From Anton to Antonio.
Anton is one of the popular webfonts available from Google’s webfont service. When first created Anton was released as a single weighted, heavy, display font, specifically made for use in web headlines and banners. The Anton face is now being developed and defined further, with more weights being added and made available under the name ‘Antonio’. Like Anton, Antonio will be available from Google Web Fonts.
The Origins of the Antonio Face.
Anton and Antonio take their basic type forms from a number of old display typefaces, most specifically from original specimens of ‘Anzeigen Grotesk’, a heavy, display, advertising typeface, first marketed in 1943 by the Haas Type Foundry, Basel. The design of Anton and Antonio take these old forms as foundations from which to build new webfonts. Other old faces in the same type family tree as Anzeigen were also used a points of reference for these new web fonts.
Historically, Anzeigen likely formed the basis for other more known and popular typefaces such as Compacta (1963), Impact (1965), Folio (1957), and Helvetica Inserat (1957). Equally, Anzeigen itself owed much of its design from the earlier face of ‘Aurora Bold Condensed’ and to a certain extent from condensed versions of the classic grotesques and gothic faces such as ‘Alternate Gothic’.
The ‘Advertisers Gothic’ Family Tree.
Plotting the family tree of the array of ‘advertising’ type designs and their origins and offshoots can be complex. In the era of machine typesetting, fonts were proprietary to the typesetting equipment, so for the manufactures of this equipment the typefaces manufactured was crucial to machine sales. As a result, every typesetting equipment manufacturer developed functional equivalents of important typefaces in their competitors’ catalogue (1). Alongside this smaller foundries also wished to sell their own version of the popular ‘faces’. A popular and industrious face such as the heavy, condensed, advertising or display gothic became highly copied and derived as each foundry manufactured and marketed it’s own versions. This created an array of typefaces that included very similar type forms. With the introduction of photo-typesetting and later, digital type, the array of these faces has grown larger still.
Making Fonts Free.
The forms of the heavy, condensed, advertising gothics have been used and re-used, shaped and re-shaped for nearly a century, or more. What is new with Anton and Antonio is that these old forms are now used to create fonts that are free to be used across the web, without hindrance from proprietary licensing or paywalls.
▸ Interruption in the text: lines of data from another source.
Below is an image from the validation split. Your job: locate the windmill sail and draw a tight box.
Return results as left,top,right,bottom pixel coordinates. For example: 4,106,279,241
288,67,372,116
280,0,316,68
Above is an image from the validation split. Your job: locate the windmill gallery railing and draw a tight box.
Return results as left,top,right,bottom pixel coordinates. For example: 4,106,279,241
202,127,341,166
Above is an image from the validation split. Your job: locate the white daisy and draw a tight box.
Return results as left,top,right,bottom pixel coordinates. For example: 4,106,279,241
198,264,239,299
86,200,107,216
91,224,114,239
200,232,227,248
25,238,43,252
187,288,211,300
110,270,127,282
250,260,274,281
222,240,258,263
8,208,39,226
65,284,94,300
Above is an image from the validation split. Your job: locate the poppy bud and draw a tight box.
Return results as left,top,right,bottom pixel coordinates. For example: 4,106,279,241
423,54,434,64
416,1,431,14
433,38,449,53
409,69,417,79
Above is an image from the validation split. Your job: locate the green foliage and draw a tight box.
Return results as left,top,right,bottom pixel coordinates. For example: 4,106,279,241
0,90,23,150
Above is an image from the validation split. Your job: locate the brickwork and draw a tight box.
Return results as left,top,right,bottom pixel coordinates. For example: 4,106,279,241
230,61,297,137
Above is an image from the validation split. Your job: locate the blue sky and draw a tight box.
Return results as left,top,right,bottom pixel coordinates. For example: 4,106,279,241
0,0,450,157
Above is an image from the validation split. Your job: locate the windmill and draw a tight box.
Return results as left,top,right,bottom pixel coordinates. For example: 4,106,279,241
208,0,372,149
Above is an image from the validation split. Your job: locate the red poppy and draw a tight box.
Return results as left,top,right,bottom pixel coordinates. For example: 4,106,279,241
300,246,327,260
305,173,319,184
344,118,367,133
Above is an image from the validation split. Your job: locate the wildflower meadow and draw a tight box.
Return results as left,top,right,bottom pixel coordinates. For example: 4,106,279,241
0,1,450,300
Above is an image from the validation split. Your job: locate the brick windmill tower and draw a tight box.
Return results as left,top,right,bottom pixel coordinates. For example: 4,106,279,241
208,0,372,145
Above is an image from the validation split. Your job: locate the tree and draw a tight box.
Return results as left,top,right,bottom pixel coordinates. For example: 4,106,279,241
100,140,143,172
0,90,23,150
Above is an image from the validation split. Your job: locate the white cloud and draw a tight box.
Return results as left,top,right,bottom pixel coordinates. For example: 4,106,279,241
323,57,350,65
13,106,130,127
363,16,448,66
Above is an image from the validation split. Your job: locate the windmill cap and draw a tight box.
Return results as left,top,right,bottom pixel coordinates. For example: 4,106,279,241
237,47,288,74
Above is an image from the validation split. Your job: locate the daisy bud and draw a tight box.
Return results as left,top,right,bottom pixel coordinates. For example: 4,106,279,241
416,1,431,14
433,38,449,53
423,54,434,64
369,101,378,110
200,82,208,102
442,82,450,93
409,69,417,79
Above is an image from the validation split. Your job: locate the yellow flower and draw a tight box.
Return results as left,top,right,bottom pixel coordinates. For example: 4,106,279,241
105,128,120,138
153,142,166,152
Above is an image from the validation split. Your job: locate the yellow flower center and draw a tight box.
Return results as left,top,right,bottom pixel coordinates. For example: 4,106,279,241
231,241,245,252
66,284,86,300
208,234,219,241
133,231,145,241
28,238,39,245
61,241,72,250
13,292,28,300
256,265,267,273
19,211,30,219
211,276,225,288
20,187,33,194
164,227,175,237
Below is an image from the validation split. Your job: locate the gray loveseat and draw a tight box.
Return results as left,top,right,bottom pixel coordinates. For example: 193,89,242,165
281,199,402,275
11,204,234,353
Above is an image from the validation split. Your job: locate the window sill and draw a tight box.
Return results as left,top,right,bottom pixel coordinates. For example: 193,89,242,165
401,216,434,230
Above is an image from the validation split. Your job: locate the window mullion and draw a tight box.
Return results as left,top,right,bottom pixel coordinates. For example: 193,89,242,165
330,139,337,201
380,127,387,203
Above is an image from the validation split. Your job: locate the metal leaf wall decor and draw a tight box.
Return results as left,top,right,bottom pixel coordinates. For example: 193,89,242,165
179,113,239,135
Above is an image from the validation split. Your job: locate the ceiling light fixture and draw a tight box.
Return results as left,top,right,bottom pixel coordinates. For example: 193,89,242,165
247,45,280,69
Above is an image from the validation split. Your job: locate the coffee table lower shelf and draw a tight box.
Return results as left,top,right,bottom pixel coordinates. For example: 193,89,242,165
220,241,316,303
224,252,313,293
Aurora; Design date: 1928 (c.)
Anzeigen Grotesk; Designers: Haas Type Foundry; Design date: 1943 (c.)
Folio Condensed; Designers: Konrad F. Bauer, Walter Baum; Design date: 1957-62 (c.)
Helvetica Inserat; Designers: Edouard Hoffmann, Max Miedinger; Design date: 1957/1961
Compacta; Designers: Fred Lambert; Design date: 1963 (c.)
Impact; Designers: Geoffrey Lee; Design date: 1965 (c.)